There is no doubt that disruption and digital transformation form a critical part of any CEO’s agenda – anywhere from 42-86% depending on the study. The pace and breadth of technological, political and regulatory changes are threatening whole industries. But that doesn’t mean everyone in the organisation has to lead a transformation.
The proportion of resources focussed on true transformation should be relatively small, freeing up the majority of staff to focus on running and improving day-to-day operations. After all, if you don’t get the day-to-day right, you’ll have no customers left to revel in the promised transformational benefits.
Unfortunately, career progression and its associated financial rewards seem to have skewed towards those engaged in transformation. This has created a sense that, to succeed, you must be seen to be transforming – irrespective of whether you have the resources, skills and/or tools to do so successfully. If you assume reward drives behaviour then what you get is change for change’s sake, leading to:
- scarce resource spread too thinly,
- duplication of effort,
- confused and stressed teams trying to absorb change from many different directions, and
- dubious statistics portraying benefit and value where none really exists.
We have all witnessed a team that was running perfectly well, taking a turn for the worse after ‘suffering’ a change of leadership. The new leader is determined to transform – starting with a re-structure! 18 months later the leader moves on, having declared victory and banked the bonus, branding themselves as a transformational leader. Yet the underlying performance of the team has gone backwards. NB this type of leader tends to love an environment where performance metrics are absent, opaque or vague and subjective!
The ‘lament’ referred to in the title is that the importance of running and improving the day-to-day appears to have fallen down the executive agenda. Business-as-usual activities such as generating sales, fulfilling orders and handling service requests keep the cash rolling in. If the rewards are skewed towards transformation, the consequent migration of talent is potentially very damaging. This is both disappointing and surprising for two reasons:
- It doesn’t matter how full and promising the transformational pipeline is, if an organisation does not look after its customers today, by the time the transformation is complete, they will feel so neglected they will be long since gone; and
- A myriad small changes, taken on their own, may not be newsworthy or attention grabbing. However the cumulative effect of teams running their day-to-day efficiently and effectively can easily match those promised, but rarely delivered, benefits. Even more rare is for those benefits to be delivered on time and budget!
Building a culture of operational excellence can be challenging. However, over time, the rewards can be as impressive, if not more so, than the most successful transformational changes and at a far lower cost, with significantly less risk.
In reality, an organisation needs both: transformational change and well-managed, continuous innovation/improvement – “build the plane and fly the plane simultaneously” if you will. In many ways, this post is a plea to redress the balance, to recognise and reward those teams that are delivering excellence for their customers every day and not just those setting up the step-change into the future.

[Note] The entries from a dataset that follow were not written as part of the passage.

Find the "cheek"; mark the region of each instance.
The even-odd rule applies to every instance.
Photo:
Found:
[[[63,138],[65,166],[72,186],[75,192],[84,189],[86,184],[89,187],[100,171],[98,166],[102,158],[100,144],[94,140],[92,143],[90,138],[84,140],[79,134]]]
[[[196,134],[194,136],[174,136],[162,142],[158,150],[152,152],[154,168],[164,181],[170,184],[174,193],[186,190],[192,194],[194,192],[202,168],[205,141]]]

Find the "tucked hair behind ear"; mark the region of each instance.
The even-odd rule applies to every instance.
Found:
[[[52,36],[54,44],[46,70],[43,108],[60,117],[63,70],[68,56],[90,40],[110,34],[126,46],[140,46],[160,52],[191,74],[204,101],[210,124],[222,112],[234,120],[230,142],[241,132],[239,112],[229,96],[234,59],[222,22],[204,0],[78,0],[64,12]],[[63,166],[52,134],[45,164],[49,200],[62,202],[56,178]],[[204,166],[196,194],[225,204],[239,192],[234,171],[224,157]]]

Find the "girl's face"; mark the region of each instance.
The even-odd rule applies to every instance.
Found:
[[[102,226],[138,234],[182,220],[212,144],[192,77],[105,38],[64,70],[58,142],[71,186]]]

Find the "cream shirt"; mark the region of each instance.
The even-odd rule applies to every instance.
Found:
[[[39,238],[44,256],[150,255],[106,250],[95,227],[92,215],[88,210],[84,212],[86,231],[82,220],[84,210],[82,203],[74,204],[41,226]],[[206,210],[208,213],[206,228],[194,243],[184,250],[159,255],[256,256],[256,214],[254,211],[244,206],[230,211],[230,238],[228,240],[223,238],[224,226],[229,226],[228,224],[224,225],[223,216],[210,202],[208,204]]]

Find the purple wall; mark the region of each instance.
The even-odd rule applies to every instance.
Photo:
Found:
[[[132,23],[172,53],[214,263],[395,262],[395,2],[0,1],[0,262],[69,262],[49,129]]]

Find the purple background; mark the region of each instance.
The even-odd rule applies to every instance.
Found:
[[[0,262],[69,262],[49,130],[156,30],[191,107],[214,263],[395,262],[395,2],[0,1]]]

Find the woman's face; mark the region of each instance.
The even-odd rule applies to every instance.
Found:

In the meantime, a big shout out to all those leaders tasked with seemingly impossible targets, fewer resources, no money and no consultants, just a determination to make tomorrow better than today. Building a champion team will make hitting the targets far easier. Knowing that you are bridging the performance gap, while the organisation waits for the transformational cavalry to come charging over the hill, will at least satisfy your soul, if not your hip pocket.
Necessity really is the mother of invention.